Ad-Hoc-Koalitionen: Alles außer Sansibar

Bei der letzten Landtagssitzung vor der Wahl in Schleswig-Holstein ist alles möglich. Die momentan allein regierende CDU bleibt in wichtigen Fragen außen vor.

Im Kieler Plenarsaal geht es ab heute rund: Die Mehrheiten werden die Richtung wechseln. Bild: dpa

Was ist schon Jamaika?

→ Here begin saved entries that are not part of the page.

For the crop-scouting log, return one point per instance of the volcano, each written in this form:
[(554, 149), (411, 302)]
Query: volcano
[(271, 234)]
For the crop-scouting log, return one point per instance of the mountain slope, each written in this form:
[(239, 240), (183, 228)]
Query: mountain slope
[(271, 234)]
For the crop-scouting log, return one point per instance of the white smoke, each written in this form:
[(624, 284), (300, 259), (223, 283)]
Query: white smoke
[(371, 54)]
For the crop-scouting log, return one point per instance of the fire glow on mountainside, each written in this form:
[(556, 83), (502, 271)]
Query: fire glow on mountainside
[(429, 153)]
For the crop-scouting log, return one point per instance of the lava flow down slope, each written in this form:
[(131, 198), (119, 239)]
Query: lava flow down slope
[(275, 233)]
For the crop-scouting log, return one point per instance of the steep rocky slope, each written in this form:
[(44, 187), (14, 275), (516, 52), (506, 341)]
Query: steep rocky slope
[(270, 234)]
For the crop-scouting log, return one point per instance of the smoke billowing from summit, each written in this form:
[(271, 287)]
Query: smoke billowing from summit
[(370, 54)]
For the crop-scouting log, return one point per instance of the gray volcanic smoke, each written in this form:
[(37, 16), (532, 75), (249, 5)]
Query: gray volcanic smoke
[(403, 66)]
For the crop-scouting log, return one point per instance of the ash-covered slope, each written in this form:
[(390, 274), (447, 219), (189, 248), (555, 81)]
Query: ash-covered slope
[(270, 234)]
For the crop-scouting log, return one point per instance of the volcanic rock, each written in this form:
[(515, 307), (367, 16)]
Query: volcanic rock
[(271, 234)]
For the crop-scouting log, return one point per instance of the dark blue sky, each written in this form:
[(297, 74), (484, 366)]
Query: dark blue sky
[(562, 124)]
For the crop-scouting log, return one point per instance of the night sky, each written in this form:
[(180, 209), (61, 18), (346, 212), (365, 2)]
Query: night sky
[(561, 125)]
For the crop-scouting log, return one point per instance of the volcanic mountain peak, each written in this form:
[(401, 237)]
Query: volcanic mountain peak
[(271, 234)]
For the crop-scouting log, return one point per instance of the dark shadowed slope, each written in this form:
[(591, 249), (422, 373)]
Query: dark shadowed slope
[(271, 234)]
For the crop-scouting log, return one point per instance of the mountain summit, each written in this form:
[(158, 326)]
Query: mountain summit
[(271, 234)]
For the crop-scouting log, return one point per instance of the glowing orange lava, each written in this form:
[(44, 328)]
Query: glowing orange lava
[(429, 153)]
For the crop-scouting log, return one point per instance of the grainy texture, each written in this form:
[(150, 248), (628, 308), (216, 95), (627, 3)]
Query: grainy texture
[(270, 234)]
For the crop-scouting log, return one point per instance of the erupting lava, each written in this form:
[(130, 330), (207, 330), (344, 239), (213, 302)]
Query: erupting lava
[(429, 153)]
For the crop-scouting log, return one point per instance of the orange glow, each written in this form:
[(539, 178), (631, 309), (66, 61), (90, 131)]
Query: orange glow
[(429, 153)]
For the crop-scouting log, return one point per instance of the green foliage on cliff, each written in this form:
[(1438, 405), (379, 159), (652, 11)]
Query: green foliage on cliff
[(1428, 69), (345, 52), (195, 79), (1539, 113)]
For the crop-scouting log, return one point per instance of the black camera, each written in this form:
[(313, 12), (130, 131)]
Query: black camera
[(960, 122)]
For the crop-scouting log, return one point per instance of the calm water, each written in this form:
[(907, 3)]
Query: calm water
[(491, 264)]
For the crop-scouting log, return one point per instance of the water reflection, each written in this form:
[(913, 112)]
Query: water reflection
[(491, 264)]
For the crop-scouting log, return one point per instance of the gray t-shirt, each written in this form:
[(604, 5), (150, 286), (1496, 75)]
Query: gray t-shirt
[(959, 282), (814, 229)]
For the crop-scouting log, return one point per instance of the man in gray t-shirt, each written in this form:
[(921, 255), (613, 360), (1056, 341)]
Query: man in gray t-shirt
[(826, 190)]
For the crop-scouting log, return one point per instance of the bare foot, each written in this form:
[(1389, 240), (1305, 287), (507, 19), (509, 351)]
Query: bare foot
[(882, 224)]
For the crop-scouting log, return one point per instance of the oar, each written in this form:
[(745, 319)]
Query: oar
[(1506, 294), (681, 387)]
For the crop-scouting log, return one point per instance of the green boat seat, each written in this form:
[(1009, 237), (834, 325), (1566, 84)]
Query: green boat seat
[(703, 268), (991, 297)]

In der letzten Landtagssitzung in Schleswig-Holstein vor der Wahl entstehen noch ganz andere Farbkombinationen: "Südafrika - Zustimmung von allen Fraktionen - haben wir mehrfach, Jamaika einmal", sagt Grünen-Fraktionschef Karl-Martin Hentschel. "Nur Sansibar, also blau-schwarz-grün, kommt nicht vor." Ampeln gibt es ebenfalls, in den beiden Varianten "klassisch" und "dänisch" - wenn SPD, Grüne und die Minderheitenpartei SSW gemeinsam abstimmen. Möglich sind die neuen Farbenspiele, da in dieser Sitzung kein Koalitionszwang gilt und die Regierungspartei CDU keine Mehrheit hat. Die liegt bei SPD, Grünen und SSW: Sie wollen noch ein paar Weichen stellen.

"Nachdem die Koalition beendet ist, können wir jetzt das tun, was wir schon immer für richtig hielten", freut sich SPD-Fraktionschef Ralf Stegner. Die Themenpalette ist groß: Es geht um ein Verbot von CO2-Speicherung im Untergrund, um den Alt-Atommeiler Krümmel, um die Schuldenbremse im Haushalt und um die Abschaffung der Direktwahl von Landräten. Ein Tariftreuegesetz will der Landtag ebenso beschließen wie eine Änderung der Flüchtlingspolitik.

Die "Dänenampel" nutzt ihren Ein-Stimmen-Vorsprung, um der nächsten Landesregierung ein Energiekonzept mit auf den Weg zu geben, nach dem Schleswig-Holstein im Jahr 2015 seinen gesamten Strombedarf aus erneuerbarer Energie erzeugen solle und in den Folgejahren anfangen, Ökoenergie zu exportieren. Außerdem soll es Verhandlungen mit dem Energiekonzern Vattenfall über die Abschaltung des Alt-Atommeilers Krümmel geben. "Mal sehen, was Schwarz-Gelb bei diesem Punkt macht", sagt Hentschel - die FDP bekennt sich in ihrem Programm zum Atomkonsens und zum vorzeitigen Aus für unsichere Kraftwerke. Doch auch bei der knappen Mehrheit gelte: "Beschluss ist Beschluss", sagt Petra Bräutigam, Sprecherin der SPD-Fraktion. "Daran muss sich eine Regierung halten."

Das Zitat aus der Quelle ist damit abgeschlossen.